A principios de abril, cuando contaba a este periódico su historia de abusos en la infancia, de racismo e insultos por su físico, ni siquiera tenía aún billete para París. Venía de perder en un Preolímpico con el italiano Diego Lenzi y se le agotaban las oportunidades. Unas semanas después, en Belgrado, noqueó con un directo de derechas brutal al serbio Dusan Veletic y se proclamó campeón de Europa.
La progresión de Ayuob asusta y en París avanzó con solvencia de veterano. Sorprendió en octavos al kazajo Kamshybek Kunkabaev (bronce en Tokio) y arrasó en cuartos al gigante armenio Davit Chaloyan. Para asegurar la segunda medalla del boxeo español en estos Juegos de la resurrección, para unirla al bronce de su compinche Reyes Pla, con el que intercambia entrenamientos, fe y peripecias.

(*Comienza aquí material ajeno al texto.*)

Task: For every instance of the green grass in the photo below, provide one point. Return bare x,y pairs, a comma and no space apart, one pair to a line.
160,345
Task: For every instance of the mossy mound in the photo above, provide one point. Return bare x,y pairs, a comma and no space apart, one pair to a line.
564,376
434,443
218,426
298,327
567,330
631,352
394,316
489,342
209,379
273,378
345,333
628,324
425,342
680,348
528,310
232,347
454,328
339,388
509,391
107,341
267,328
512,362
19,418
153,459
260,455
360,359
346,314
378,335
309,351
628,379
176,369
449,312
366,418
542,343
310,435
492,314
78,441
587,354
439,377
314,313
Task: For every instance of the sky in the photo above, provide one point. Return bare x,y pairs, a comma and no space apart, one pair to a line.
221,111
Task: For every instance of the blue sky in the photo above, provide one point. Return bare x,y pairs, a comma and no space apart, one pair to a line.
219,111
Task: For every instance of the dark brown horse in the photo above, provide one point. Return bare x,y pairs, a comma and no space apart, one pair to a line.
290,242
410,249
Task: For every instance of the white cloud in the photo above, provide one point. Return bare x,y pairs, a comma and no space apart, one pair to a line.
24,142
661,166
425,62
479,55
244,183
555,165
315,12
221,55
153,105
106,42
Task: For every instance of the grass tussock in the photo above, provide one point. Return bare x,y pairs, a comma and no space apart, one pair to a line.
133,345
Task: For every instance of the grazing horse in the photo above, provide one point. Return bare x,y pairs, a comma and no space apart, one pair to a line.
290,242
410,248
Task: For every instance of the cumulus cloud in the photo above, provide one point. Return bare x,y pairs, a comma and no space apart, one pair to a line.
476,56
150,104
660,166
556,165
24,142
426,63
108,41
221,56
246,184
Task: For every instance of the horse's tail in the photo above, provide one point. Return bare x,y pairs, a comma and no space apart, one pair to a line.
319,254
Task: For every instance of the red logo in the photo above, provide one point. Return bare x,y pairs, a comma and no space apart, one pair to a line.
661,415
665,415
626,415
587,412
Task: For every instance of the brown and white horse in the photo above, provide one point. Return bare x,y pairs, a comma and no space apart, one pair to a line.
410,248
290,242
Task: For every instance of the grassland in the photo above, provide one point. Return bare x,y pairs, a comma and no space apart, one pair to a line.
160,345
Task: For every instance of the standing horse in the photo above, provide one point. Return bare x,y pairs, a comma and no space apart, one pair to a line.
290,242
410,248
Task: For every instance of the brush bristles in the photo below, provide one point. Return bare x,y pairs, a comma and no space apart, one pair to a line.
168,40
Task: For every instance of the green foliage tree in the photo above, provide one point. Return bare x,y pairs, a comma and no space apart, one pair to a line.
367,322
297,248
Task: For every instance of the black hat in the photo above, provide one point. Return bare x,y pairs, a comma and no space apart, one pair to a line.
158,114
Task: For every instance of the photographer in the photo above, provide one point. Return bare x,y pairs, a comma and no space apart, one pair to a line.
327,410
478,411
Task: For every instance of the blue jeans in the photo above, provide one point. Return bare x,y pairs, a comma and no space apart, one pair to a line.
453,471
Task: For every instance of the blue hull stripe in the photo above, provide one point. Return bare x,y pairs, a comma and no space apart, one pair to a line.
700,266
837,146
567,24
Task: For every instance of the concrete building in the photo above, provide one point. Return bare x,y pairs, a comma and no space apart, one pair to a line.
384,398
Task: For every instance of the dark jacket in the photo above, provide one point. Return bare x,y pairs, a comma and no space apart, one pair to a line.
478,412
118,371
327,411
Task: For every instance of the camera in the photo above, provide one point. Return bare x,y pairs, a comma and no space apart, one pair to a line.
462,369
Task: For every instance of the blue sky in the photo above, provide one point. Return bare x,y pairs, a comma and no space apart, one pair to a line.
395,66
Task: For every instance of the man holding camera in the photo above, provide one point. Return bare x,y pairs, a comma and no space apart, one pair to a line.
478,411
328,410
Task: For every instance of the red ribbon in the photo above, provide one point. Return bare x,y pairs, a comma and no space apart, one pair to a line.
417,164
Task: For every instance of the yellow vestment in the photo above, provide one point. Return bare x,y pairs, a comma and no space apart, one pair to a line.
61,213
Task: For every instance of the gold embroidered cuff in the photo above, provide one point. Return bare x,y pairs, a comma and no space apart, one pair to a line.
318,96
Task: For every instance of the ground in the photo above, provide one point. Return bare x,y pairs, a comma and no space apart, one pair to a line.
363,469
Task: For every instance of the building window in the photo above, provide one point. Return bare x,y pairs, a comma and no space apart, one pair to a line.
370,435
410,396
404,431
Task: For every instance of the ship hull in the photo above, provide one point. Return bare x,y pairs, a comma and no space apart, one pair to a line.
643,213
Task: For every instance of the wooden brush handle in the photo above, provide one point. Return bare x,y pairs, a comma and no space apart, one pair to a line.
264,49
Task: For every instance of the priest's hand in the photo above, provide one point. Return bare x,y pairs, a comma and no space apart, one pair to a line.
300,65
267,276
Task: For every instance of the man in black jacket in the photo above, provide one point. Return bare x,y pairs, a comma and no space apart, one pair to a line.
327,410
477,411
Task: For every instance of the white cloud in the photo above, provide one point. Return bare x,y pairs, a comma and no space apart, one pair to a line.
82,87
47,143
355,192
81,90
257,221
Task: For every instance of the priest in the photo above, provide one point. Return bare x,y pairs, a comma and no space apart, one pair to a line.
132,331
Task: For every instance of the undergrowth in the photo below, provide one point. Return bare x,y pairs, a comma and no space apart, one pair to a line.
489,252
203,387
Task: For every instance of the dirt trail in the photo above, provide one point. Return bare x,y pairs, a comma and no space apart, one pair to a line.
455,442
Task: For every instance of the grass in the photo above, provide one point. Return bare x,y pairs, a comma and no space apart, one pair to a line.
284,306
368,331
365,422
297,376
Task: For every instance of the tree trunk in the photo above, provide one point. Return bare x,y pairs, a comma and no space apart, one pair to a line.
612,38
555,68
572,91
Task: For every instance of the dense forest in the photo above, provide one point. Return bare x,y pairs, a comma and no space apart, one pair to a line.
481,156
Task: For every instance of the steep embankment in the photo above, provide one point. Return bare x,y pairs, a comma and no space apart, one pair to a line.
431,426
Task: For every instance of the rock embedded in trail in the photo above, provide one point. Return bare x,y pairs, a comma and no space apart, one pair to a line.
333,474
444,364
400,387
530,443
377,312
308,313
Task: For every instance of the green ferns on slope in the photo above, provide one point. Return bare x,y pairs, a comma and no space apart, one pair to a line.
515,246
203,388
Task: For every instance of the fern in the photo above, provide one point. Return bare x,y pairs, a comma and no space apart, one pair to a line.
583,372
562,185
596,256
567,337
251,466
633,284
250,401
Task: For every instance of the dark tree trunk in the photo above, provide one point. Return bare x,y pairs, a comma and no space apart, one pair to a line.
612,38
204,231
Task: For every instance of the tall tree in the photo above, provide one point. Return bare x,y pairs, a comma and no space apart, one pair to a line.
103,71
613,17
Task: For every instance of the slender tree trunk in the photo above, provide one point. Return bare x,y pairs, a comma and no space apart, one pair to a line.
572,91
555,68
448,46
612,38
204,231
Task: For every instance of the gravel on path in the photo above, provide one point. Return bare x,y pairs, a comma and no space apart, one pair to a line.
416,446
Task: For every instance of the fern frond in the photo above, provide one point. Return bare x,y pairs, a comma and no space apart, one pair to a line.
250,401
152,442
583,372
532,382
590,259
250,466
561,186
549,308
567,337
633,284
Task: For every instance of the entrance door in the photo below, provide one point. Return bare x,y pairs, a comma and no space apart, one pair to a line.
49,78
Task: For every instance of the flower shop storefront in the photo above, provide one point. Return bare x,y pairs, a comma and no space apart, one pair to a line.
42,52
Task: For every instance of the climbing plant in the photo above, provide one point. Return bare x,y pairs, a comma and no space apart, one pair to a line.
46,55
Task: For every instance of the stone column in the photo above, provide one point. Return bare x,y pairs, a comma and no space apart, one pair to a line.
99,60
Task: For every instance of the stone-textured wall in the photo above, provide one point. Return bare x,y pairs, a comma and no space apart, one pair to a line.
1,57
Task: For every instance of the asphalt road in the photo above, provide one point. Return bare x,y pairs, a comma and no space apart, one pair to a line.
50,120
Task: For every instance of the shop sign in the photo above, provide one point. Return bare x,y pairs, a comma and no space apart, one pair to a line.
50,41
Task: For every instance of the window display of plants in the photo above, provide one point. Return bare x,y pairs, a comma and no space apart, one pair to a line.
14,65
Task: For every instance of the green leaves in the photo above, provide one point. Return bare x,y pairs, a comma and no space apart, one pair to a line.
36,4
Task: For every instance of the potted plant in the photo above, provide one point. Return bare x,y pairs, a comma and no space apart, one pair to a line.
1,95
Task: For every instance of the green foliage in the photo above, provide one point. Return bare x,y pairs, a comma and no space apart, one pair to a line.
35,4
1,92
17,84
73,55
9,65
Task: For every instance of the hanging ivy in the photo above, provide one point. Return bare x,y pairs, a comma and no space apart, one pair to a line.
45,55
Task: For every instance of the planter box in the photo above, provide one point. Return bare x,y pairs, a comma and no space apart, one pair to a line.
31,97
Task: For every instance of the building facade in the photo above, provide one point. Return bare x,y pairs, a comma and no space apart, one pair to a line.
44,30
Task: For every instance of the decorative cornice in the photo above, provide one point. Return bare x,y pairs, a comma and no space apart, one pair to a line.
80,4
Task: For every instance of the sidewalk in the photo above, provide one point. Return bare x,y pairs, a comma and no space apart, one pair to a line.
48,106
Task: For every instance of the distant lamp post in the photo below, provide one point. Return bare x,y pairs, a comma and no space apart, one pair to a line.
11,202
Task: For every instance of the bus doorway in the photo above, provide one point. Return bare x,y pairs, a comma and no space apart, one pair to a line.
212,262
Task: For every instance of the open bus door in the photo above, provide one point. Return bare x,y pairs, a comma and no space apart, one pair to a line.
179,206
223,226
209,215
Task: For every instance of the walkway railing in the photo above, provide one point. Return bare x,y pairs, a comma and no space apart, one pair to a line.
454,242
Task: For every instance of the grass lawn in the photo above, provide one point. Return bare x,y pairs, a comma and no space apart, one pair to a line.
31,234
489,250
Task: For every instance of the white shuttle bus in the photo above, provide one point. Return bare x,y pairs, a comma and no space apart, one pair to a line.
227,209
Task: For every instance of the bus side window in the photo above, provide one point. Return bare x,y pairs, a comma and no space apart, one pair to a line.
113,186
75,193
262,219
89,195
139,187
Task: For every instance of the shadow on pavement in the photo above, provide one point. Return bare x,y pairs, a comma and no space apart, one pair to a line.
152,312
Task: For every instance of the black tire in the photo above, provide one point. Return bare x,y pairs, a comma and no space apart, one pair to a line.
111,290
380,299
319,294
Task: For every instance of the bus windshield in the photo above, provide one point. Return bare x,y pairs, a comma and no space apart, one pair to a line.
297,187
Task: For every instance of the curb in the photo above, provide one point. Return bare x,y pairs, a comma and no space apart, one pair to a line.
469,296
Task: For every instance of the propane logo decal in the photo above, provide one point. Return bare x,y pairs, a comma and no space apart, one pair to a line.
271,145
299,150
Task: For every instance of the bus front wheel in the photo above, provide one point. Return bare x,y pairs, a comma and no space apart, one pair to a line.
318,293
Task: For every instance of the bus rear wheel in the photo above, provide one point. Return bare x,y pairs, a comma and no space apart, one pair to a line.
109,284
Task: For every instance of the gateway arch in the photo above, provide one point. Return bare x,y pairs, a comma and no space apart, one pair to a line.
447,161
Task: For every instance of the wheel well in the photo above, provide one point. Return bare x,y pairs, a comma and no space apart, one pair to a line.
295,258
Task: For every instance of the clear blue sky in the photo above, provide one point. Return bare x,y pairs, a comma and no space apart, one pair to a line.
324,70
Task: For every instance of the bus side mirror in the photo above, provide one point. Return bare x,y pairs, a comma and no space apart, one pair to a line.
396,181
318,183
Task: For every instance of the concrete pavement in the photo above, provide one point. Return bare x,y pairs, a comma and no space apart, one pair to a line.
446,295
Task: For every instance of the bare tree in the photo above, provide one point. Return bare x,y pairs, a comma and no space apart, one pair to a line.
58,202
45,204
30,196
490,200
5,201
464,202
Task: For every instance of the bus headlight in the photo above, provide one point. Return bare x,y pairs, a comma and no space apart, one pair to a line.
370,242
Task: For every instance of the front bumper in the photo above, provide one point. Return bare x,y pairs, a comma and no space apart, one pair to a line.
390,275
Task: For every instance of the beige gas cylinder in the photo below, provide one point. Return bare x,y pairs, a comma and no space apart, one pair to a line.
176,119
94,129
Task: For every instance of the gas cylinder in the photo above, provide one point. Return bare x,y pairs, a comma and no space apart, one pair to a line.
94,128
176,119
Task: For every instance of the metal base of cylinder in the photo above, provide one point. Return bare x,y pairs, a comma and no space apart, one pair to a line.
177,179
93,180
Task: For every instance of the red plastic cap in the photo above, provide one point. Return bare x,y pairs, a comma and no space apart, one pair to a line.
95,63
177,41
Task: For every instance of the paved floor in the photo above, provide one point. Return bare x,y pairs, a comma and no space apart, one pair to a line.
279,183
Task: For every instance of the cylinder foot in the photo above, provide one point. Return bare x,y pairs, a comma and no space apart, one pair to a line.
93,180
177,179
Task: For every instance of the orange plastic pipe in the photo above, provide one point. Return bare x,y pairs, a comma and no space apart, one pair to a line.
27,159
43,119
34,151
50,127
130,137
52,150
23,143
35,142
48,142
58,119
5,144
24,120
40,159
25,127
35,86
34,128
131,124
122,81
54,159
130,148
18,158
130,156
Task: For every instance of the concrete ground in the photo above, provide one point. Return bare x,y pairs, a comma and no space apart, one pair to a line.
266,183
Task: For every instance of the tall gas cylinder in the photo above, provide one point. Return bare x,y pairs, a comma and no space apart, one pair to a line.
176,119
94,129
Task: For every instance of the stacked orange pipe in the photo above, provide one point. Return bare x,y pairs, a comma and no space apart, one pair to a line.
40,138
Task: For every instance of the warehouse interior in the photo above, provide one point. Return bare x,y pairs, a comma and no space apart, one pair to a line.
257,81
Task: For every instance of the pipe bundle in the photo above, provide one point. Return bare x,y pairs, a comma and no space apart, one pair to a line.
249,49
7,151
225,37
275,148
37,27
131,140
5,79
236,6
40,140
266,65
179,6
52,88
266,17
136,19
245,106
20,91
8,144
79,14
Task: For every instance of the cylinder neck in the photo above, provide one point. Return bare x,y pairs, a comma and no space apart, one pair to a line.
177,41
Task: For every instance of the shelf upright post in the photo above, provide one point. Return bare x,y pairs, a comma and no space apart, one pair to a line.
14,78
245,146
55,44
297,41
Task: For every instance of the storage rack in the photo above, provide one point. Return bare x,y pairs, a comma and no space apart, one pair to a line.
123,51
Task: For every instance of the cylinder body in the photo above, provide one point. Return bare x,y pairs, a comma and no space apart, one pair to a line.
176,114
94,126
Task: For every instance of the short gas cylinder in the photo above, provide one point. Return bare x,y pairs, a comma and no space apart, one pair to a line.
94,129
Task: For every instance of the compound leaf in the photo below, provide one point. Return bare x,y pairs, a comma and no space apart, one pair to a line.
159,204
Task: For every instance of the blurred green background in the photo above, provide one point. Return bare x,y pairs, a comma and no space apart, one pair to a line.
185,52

En la final, el próximo sábado (22:51 h.), en busca del primer oro del boxeo olímpico español, en el mismo escenario, se enfrentará al temible Bakhodir Jalolov, campeón olímpico en Tokio, un púgil, el uzbeco, que ha ganado sus 14 combates profesionales, la mayoría por KO. Y que al alemán Nelvie Tiafack le recetó lo mismo que a sus dos anteriores rivales en París: lo pasó por encima.